Make a Personal Branding Statement
Use the section directly under your name to tell the reader about your unique qualities, skills and experiences. Take 3-4 adjectives that describe your key strengths and weave them together with the job description. A branding statement takes time as you need to tailor it to each role, but it is worth it. If you are a social media guru your statement might be- “Ambitious, creative, skilled yet practical social media professional with 5 years’ experience managing global social media accounts in an agency.”
This section is important as it provides evidence of how successful you can be in the job. State your duty or responsibility and how effective you were/are in carrying out that duty or responsibility. Also show key metrics.
“Team Leader – Trained and managed a team of 12 for the past 5 years. During that time staff retention was high and revenue increased by 15% year on year.” Or perhaps- “Digital Marketing Manager – 7 years’ experience in creating online marketing campaigns. Online engagement increased by 20% during each quarter and advertising costs decreased by 12%.“
If you are having trouble putting this section together, use past performance reviews for ideas.
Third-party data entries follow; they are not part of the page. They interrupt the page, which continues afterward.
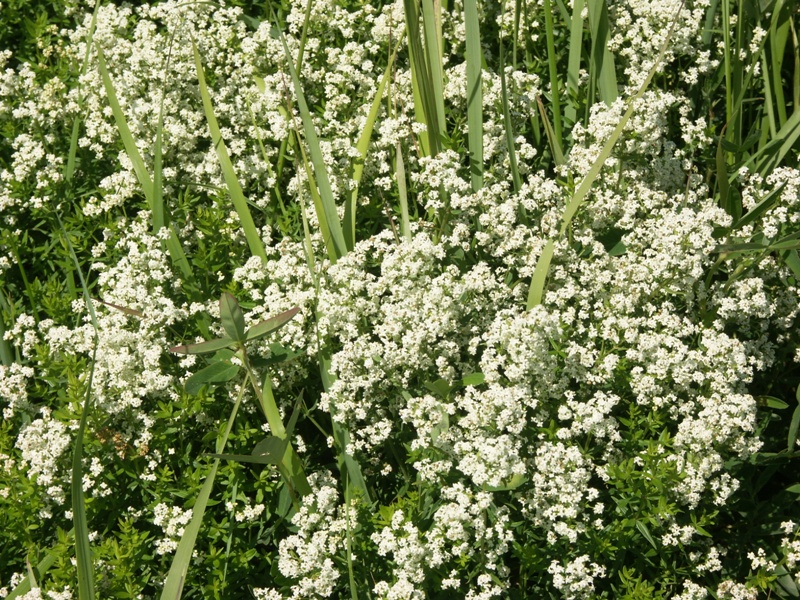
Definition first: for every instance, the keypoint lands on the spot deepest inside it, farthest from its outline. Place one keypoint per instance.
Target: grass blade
(431, 23)
(173, 587)
(574, 64)
(329, 214)
(400, 174)
(474, 94)
(152, 192)
(83, 551)
(423, 83)
(251, 234)
(602, 70)
(125, 133)
(555, 88)
(536, 291)
(363, 146)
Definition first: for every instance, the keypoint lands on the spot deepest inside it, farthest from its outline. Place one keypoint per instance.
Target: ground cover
(334, 298)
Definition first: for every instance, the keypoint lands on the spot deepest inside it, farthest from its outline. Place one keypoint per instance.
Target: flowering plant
(508, 301)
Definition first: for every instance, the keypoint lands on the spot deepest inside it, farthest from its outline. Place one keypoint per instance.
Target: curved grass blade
(251, 234)
(153, 196)
(602, 69)
(574, 62)
(402, 193)
(173, 586)
(218, 372)
(555, 88)
(203, 347)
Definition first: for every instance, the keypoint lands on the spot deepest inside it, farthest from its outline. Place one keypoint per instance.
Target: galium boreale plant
(230, 357)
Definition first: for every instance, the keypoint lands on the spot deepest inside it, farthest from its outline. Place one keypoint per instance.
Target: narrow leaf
(272, 324)
(203, 347)
(540, 275)
(231, 316)
(251, 234)
(329, 212)
(474, 94)
(791, 439)
(173, 587)
(402, 193)
(218, 372)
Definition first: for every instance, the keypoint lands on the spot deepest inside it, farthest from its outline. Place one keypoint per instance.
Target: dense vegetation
(333, 298)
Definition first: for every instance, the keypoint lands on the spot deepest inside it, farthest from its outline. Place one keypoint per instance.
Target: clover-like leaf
(266, 326)
(232, 317)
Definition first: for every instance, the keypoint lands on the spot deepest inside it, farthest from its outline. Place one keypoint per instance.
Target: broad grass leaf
(218, 372)
(269, 451)
(232, 317)
(203, 347)
(270, 325)
(794, 425)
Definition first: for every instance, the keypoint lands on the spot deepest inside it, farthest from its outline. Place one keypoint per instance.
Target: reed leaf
(363, 146)
(601, 66)
(536, 291)
(329, 214)
(574, 63)
(555, 88)
(251, 234)
(474, 60)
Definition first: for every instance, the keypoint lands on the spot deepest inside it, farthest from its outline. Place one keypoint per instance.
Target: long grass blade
(431, 22)
(422, 81)
(601, 66)
(154, 198)
(83, 551)
(574, 64)
(536, 291)
(251, 234)
(474, 94)
(173, 586)
(349, 225)
(125, 133)
(555, 88)
(329, 213)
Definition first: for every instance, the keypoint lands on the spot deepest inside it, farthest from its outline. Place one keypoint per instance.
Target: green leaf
(251, 234)
(329, 214)
(643, 529)
(474, 60)
(473, 379)
(232, 317)
(791, 440)
(772, 402)
(269, 451)
(83, 550)
(266, 326)
(217, 372)
(203, 347)
(173, 587)
(536, 292)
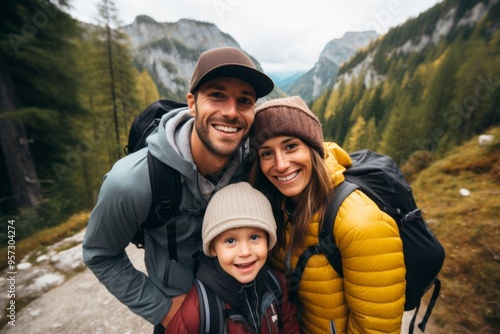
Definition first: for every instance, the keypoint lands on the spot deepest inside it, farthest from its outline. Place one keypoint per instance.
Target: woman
(298, 173)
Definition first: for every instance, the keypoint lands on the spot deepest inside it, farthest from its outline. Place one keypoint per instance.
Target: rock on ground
(80, 304)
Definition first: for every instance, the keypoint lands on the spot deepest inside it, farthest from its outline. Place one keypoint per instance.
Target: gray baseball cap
(233, 63)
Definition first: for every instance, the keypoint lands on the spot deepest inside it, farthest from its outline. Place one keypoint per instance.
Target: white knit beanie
(237, 205)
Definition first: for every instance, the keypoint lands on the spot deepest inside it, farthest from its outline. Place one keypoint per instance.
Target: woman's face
(286, 161)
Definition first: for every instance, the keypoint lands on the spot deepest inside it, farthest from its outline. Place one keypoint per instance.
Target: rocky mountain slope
(169, 51)
(310, 85)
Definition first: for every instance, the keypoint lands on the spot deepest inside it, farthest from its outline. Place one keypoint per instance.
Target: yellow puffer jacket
(371, 297)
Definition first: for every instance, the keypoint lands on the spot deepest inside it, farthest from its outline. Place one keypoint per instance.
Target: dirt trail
(83, 305)
(80, 305)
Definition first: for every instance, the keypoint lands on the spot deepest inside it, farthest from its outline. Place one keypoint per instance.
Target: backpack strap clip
(412, 215)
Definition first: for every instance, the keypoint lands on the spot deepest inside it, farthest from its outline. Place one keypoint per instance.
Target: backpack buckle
(412, 215)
Stating what you did without what you achieved is pointless so deal in quantifiable evidence.
Your qualification summary is the second most valuable section of your CV. There are certain educational/qualifications prioritized by employers. These are usually outlined in the job description and if you can demonstrate them, you instantly gain a competitive edge.
Accountancy becomes ACCA, CIMA or ACA qualified, HR becomes CIPD qualified. Include memberships of professional bodies here also. Include any training you have done– night classes, online courses or day long training.
Control Your Timeline
Keep your work history to your previous 2/3 roles. Anything that dates back 10 years or more adds little value. By all means add the dates, role and company you worked for but leave the detail out. This information should be on your LinkedIn Profile.
Social Media Matters
Future employers will search your social media profiles. Before you send your CV off, review your profiles. Enable your privacy settings if necessary. Ensure your LinkedIn profile is up to date and your newsfeed is full of industry-relevant articles.
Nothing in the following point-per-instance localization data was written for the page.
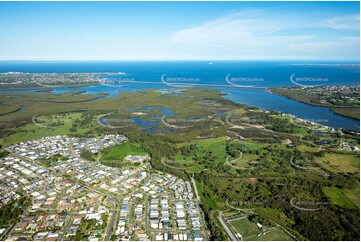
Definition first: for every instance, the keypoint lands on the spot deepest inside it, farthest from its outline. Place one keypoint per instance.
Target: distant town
(77, 199)
(23, 80)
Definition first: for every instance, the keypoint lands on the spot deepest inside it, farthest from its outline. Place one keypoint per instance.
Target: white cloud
(349, 22)
(264, 33)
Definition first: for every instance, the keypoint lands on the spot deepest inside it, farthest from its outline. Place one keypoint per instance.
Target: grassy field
(118, 152)
(343, 197)
(245, 228)
(340, 162)
(274, 235)
(32, 131)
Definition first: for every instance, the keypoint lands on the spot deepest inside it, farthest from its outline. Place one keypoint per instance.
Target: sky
(179, 31)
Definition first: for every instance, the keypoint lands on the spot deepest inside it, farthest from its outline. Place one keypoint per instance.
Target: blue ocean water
(148, 74)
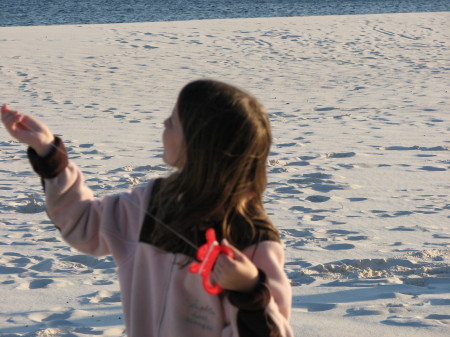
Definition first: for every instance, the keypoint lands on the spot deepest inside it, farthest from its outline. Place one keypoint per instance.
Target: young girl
(218, 138)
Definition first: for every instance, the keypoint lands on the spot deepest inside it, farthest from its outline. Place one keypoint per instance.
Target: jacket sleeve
(94, 227)
(266, 310)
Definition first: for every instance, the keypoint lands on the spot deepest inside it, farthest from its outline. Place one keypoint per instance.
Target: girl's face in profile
(173, 141)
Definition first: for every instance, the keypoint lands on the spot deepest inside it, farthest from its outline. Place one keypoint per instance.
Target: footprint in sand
(102, 296)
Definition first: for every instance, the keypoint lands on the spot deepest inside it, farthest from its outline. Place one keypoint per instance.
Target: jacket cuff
(257, 299)
(51, 164)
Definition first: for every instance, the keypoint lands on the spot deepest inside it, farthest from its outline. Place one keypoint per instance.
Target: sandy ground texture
(359, 169)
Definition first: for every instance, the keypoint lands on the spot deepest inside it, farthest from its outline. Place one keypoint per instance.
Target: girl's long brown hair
(227, 139)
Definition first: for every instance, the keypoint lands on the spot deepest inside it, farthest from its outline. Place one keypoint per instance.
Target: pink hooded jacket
(160, 298)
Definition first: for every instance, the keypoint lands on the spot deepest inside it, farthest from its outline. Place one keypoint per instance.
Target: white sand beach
(358, 174)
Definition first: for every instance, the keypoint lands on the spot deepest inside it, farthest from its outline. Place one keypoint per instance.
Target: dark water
(58, 12)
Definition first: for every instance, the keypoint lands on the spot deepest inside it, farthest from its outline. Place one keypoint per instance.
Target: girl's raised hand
(28, 130)
(238, 273)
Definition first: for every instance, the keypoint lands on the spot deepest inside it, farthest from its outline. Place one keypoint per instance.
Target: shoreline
(358, 171)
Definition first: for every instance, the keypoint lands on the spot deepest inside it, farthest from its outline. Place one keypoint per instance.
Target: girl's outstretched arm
(28, 130)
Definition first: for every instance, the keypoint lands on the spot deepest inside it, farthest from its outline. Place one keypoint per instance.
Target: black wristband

Hobbies and interests are important so should be included, particularly if you have done charity work, or something related to the role you are applying for. This section should be personal but keep it short.
Proofread and Edit
Repeatedly check spelling and grammar. Recheck your personal details. Make sure your email address has not been autocorrected. Have it independently proofread.
Designing a great CV is the first step toward designing a career you love. Don’t cut corners and give it the time and attention it deserves. Remember, if you don’t design a career that you love, someone will do it for you.